Мосс кивал, соглашаясь, принимая ее веру, как свою собственную. Успокоившись, повторил каждое из имен, все время возвращаясь к Райли.

– Молись за меня, Билли. Папа любил повторять свои поговорки о благодетельной силе молитв доброй женщины.

И снова молчание. Дыхание Мосса становится равномерным – он делает долгие и глубокие вдохи и выдохи, – потом сбивается на прерывистое и снова восстанавливается. Как бы ни пыталась она удержать мужа в этой жизни, она понимала, что силы оставляют его. Он снова открывает глаза, как будто в последний момент возвращает себя из вечной тьмы.

– Я люблю тебя, Билли, люблю всем сердцем.

– Я знаю, Мосс, я знаю.

Такими были его последние слова, обращенные к ней. Слова, которые она будет помнить до конца своих дней. Слова, которые следовало сказать много лет назад. И наконец он сказал их.

* * *

Дадли Абрамсон, юрист семьи Коулмэн, должно быть, стар, как сам Моисей, думала Билли, наблюдая, как он открывает свой портфель. Костлявые пальцы перебирают жестко похрустывающие бумаги, пока в конце концов не раскладывают их в нужном порядке. Маленькие глазки под кустистыми белоснежными бровями обегают комнату. Ознакомление родственников с завещанием – его любимый юридический акт. Ему нравилось смотреть на алчные лица, разочарованные лица, лица, озарявшиеся искренним удивлением. С этим собранием сюрпризов не будет. Завещание Мосса Коулмэна составлено сухо и коротко, оспаривать будет нечего. Он чувствовал некоторое разочарование. И все-таки завещание есть завещание, оно сразу приводит людей в чувство, заставляет стряхнуть горе. Юрист откашлялся и пригладил редкие волосы.

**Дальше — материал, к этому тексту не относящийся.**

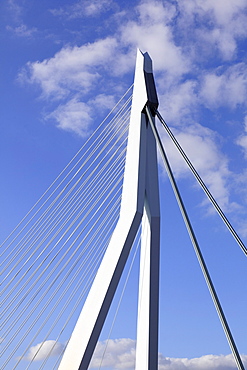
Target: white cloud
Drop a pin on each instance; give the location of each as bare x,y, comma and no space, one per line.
83,9
120,354
71,69
201,363
44,349
73,116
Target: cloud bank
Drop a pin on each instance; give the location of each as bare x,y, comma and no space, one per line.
194,46
119,354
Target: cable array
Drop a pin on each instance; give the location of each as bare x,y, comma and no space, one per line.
51,257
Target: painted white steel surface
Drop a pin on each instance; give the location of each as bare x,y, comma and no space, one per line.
148,303
85,335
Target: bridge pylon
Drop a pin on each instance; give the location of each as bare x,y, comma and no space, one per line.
140,203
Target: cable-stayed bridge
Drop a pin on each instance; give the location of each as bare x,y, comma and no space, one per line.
63,262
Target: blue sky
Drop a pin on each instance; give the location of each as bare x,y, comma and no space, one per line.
64,65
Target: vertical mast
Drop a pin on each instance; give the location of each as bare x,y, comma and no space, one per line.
140,187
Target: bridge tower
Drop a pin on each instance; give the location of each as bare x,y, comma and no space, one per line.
140,202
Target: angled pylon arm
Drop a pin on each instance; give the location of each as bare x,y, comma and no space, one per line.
85,335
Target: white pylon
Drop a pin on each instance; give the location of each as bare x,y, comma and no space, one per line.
140,198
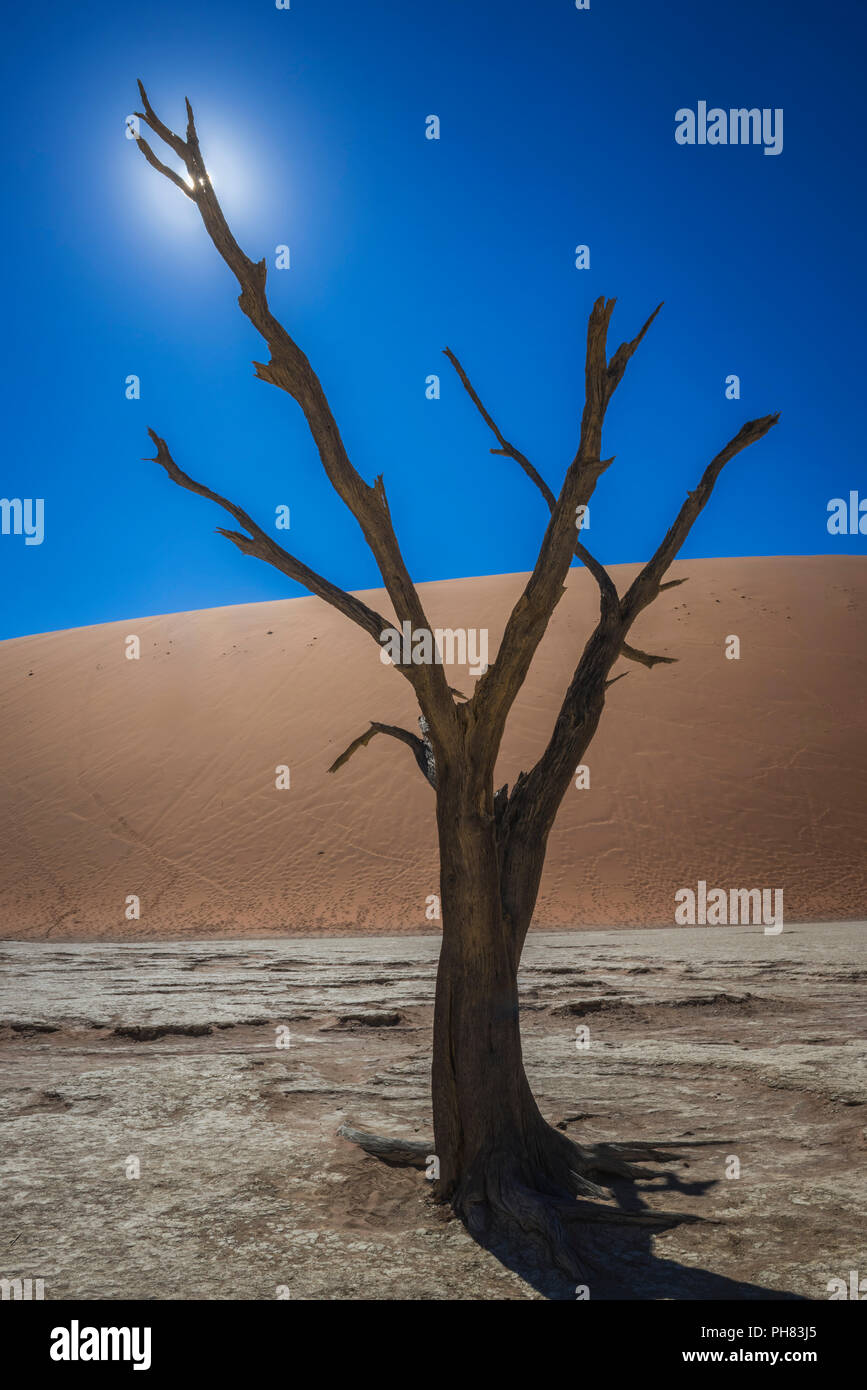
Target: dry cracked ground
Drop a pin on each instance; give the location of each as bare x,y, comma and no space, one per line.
724,1043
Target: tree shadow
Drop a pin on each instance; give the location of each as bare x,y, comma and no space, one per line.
621,1264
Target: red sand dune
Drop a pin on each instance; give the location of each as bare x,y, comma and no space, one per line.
157,776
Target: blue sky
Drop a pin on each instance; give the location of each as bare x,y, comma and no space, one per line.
557,129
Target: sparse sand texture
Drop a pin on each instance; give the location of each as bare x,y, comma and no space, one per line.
156,777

– Собрались ли сегодня все, кому я разослал письма? – Он огласил список: Билли, Мэгги, Сьюзан, и после секундной заминки – Сойер. Он почувствовал, как раздражена Мэгги, и рассердился. Всем известно, что Сойер Коулмэн незаконная дочь Мэгги. Он презрительно засопел. Им это придется не по нраву, совсем не по нраву. Старик повеселел. Когда он заговорил снова, то голос его звучал все еще тонко и пронзительно, но при этом как-то задиристо, будто бросая им вызов и ожидая возражений. Зачитал обычную юридическую формулу и перешел к сути дела. Перечислил мелкие дары и суммы, затем, после паузы – для пущего драматического эффекта, – поправил очки в металлической оправе на костистом носу и продолжил: – «Моей дочери Мэгги – сумма в десять тысяч долларов. Такая же сумма, в десять тысяч долларов – моей дочери Сьюзан. Всю мою недвижимость – моей жене Билли». Таково завещание, леди и джентльмены. Имеются ли вопросы? – Ему всегда нравилась эта часть, потому что вопросы возникали всегда. Юрист ждал, откинувшись в кожаном кресле.